Is #GilletteAd Degrading to Men?
By Rita Risser Chai
Gillette produced an ad this week encouraging men to speak up if they see other men acting badly towards women. The ad says, “We believe in the best in men. We need to hold other men accountable, to say the right thing, to act the right way. Some already are.” That is, some men already are holding other men accountable.
According to various commentators, this ad is demeaning to men. I’m going to quote from an article by conservative commentator Matt Walsh, who I follow on Twitter because I often find myself agreeing with him, despite our different perspectives. But not this time. He wrote in the Daily Wire, “The ad says that ‘some men’ act the right way. Can you in your wildest and most fevered dreams even imagine the reaction to an ad that spoke about women in these terms? Imagine an ad for Dove body wash that shows women doing stereotypically negative things like gossiping and nagging and shopping too much, and then the narrator comes on: ‘Sure, some women act the right way.’ Feminists would be rioting in the street. … But no such ad would or could ever exist. Women are not lectured and scolded this way. This sort of treatment is reserved for men.”

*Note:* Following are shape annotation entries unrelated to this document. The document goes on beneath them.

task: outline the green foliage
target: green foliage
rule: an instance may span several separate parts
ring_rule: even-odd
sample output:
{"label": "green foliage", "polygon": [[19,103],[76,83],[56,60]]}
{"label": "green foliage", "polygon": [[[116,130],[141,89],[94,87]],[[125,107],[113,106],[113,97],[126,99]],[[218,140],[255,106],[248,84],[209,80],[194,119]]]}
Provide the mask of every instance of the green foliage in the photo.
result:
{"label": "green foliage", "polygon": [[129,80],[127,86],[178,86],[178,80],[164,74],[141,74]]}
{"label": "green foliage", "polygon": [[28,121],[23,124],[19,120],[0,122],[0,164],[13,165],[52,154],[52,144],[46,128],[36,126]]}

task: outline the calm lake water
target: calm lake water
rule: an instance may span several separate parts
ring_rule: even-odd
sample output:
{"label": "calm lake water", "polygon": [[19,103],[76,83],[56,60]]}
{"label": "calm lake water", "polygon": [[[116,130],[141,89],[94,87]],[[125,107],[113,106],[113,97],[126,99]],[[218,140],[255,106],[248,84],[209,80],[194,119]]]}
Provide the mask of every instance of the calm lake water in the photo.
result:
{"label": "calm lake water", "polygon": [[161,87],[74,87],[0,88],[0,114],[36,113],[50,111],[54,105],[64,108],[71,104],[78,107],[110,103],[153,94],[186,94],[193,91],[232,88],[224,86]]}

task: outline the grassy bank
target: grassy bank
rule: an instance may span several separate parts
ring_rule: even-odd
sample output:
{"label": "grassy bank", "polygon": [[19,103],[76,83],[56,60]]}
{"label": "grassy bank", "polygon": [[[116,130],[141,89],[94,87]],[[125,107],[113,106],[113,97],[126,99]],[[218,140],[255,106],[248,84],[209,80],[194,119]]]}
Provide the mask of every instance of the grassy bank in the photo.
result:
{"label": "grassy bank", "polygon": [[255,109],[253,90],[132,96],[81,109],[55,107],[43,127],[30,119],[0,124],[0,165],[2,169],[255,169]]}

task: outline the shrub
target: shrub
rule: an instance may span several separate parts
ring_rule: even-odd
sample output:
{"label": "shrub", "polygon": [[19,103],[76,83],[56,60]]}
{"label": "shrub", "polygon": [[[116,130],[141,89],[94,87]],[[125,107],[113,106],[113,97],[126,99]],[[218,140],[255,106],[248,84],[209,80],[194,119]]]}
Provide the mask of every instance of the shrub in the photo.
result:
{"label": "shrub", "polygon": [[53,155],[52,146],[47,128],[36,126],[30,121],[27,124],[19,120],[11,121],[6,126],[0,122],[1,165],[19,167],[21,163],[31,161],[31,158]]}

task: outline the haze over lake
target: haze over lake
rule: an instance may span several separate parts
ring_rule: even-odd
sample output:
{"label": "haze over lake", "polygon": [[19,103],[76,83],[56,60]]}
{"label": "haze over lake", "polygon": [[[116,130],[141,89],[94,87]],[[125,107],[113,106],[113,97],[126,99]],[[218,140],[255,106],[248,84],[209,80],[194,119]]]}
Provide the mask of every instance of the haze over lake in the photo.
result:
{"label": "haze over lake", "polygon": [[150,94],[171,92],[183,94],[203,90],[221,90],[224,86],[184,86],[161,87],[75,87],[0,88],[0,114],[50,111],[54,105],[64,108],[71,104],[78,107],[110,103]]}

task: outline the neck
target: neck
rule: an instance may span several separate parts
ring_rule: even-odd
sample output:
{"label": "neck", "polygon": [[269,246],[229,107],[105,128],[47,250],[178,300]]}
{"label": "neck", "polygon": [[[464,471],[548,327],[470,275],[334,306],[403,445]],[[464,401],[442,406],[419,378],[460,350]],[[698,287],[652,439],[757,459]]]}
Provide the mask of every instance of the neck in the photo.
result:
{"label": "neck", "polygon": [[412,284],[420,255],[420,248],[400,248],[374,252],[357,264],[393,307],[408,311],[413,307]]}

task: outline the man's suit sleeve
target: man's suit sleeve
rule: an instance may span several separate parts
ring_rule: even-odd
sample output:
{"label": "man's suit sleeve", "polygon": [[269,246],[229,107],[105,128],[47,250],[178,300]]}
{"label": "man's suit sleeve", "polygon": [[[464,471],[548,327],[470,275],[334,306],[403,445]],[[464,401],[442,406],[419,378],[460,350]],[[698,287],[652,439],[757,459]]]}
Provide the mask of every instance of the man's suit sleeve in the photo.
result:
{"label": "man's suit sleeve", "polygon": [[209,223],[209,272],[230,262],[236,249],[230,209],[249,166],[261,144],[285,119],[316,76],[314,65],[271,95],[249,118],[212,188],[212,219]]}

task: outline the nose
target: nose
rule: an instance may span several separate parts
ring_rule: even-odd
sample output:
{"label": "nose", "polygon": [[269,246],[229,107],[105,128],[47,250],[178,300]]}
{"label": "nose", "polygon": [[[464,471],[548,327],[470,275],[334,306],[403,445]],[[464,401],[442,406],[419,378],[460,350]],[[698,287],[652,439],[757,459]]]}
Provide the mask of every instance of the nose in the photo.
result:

Maybe we’re not lectured or scolded “this way” but we are constantly told that we are not young enough, thin enough, or beautiful enough in every cosmetic ad that has ever been made. Outside of ads, in the real world, we’re told we can’t be hired or promoted because we either act too much like men or too much like women. Or we’re too young or too old. Men rule the world (still) so yeah, we can’t discriminate against them. All we’ve got left is lecturing and scolding—though this ad is neither.
Walsh equates men harassing and raping women to women “gossiping and nagging and shopping too much.” These are not morally equivalent.
Walsh also wrote, “The Me Too movement didn’t ‘change’ anything for most of us. It is obviously insulting, not to mention absurd, to suggest that men, as a whole, experienced some sort of great awakening when Harvey Weinstein, Bill Cosby, and Kevin Spacey got in trouble. We already knew that it’s wrong to rape. We were already well aware that harassment is not okay. … But the vast majority of men are not rapists or harassers and were, prior to this past year, already staunchly opposed to both activities. There was nothing epiphanic or revolutionary about Me Too for us. To insinuate that we learned that rape and assault are bad, or that we needed to learn such a lesson, is patronizing in the extreme.”
The ad doesn’t insinuate that men didn’t know that harassment was bad. What it says is that “men need to hold men accountable.” Some men may have been “staunchly opposed” to harassment before Me Too, but the reporting shows that many men were aware of the activities of Weinstein, Cosby, and Spacey and didn’t do anything to stop them. The men on Weinstein’s board renewed his contract, even though they had heard numerous reports about him.
It also has been reported that many men over-reacted to the Me Too movement. Some are refusing to mentor women because they are afraid of being falsely accused. Others have said they are less likely to promote women. So there is still much work to be done for men and women to work together.
I still believe the vast majority of men are good guys. I also believe the Gillette ad celebrates them. So thanks, Gillette.
PS For a different perspective that makes some good points, see this article.
PPS I have no idea if Gillette treats all its women employees fairly. If not, that will be the subject of another post.